Unlock the Power of C# in Polyglot Notebooks

andreaslennartz

Andreas Lennartz

Posted on July 2, 2024

Unlock the Power of C# in Polyglot Notebooks

This article shows how to use C# skills in polyglot notebooks for better data management and analysis.

C# and Polyglot Notebooks

C# is a powerful programming language widely used for building a variety of applications, from web apps to complex data processing systems. Polyglot notebooks, like Jupyter notebooks, allow you to write and execute code in multiple programming languages within the same document. This makes it easier to share and collaborate on projects, especially those involving data analysis, visualization, or machine learning.

Traditionally, C# hasn't been as common in the realm of polyglot notebooks, which have been more associated with languages like Python and R. However, Microsoft has made significant improvements in recent years, making it much easier to use C# within these environments. With these advancements, we can now leverage the full power of C# for tasks that require high performance and robust tooling.

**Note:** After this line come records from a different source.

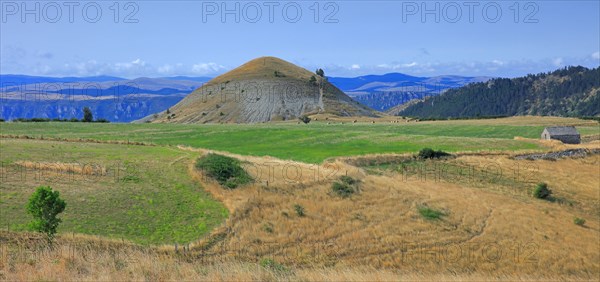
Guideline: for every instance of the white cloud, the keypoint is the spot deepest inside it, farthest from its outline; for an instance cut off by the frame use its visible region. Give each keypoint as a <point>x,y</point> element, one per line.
<point>498,62</point>
<point>557,62</point>
<point>207,68</point>
<point>165,69</point>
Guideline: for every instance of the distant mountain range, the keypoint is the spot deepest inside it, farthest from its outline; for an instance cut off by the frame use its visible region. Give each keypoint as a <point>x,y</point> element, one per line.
<point>112,98</point>
<point>124,100</point>
<point>382,92</point>
<point>571,91</point>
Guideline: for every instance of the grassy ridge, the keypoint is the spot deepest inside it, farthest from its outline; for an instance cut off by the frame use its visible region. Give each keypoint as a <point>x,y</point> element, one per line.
<point>146,195</point>
<point>309,143</point>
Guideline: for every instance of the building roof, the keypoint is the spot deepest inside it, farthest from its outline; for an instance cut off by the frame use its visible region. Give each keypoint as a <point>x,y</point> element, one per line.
<point>562,130</point>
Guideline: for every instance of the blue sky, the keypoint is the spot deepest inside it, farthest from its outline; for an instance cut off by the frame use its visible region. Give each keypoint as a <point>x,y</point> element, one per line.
<point>346,38</point>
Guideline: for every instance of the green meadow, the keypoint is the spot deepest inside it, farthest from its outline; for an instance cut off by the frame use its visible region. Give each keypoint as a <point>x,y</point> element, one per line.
<point>312,143</point>
<point>145,196</point>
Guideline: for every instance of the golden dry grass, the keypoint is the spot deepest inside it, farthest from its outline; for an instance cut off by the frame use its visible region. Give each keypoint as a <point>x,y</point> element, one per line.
<point>492,228</point>
<point>76,168</point>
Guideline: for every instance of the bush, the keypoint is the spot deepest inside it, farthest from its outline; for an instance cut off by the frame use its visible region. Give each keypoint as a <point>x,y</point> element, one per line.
<point>542,191</point>
<point>304,119</point>
<point>345,187</point>
<point>579,221</point>
<point>299,210</point>
<point>428,153</point>
<point>44,205</point>
<point>429,213</point>
<point>227,171</point>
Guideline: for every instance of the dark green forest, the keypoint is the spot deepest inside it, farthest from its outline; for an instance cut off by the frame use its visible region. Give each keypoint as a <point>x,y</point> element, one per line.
<point>569,92</point>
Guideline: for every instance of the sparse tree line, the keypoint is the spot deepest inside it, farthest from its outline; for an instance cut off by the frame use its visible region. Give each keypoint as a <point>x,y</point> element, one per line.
<point>571,91</point>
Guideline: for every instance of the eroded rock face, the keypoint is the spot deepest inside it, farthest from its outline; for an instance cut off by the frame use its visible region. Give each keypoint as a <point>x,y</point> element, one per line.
<point>262,90</point>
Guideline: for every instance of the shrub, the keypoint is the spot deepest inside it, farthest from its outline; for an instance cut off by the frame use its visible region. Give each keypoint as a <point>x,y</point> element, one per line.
<point>44,205</point>
<point>429,213</point>
<point>320,72</point>
<point>304,119</point>
<point>345,187</point>
<point>268,227</point>
<point>299,210</point>
<point>542,191</point>
<point>428,153</point>
<point>227,171</point>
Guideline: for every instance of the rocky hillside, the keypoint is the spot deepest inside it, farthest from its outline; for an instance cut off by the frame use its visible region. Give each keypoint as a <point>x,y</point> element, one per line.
<point>262,90</point>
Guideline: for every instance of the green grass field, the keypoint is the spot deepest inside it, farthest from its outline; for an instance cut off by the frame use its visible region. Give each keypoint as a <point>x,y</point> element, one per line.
<point>310,143</point>
<point>146,196</point>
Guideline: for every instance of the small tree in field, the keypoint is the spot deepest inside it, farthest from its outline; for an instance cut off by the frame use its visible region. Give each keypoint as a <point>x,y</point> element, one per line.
<point>542,191</point>
<point>44,205</point>
<point>87,115</point>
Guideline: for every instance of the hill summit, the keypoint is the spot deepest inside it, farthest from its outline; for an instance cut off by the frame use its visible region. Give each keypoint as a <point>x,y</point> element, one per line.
<point>261,90</point>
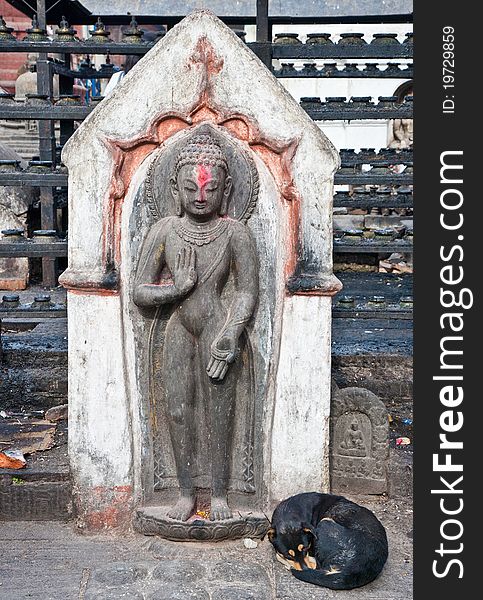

The Use-case of ETL in a Polyglot Notebook

ETL stands for Extract, Transform, Load, and it's a process commonly used in data management to move data from one place to another, transform it into a usable format, and then load it into a database or another storage system. In polyglot notebooks, basic tasks like loading data from a CSV file are supported out-of-the-box. However, when dealing with more complex data sources such as databases or web APIs, and then transforming this data, ETL pipelines become indispensable.

We are using ETLBox, a library designed for ETL processes in .NET environments, because it allows us to write ETL code in C#. By using a polyglot notebook, we can combine the flexibility of different programming languages with the power of C# for data manipulation.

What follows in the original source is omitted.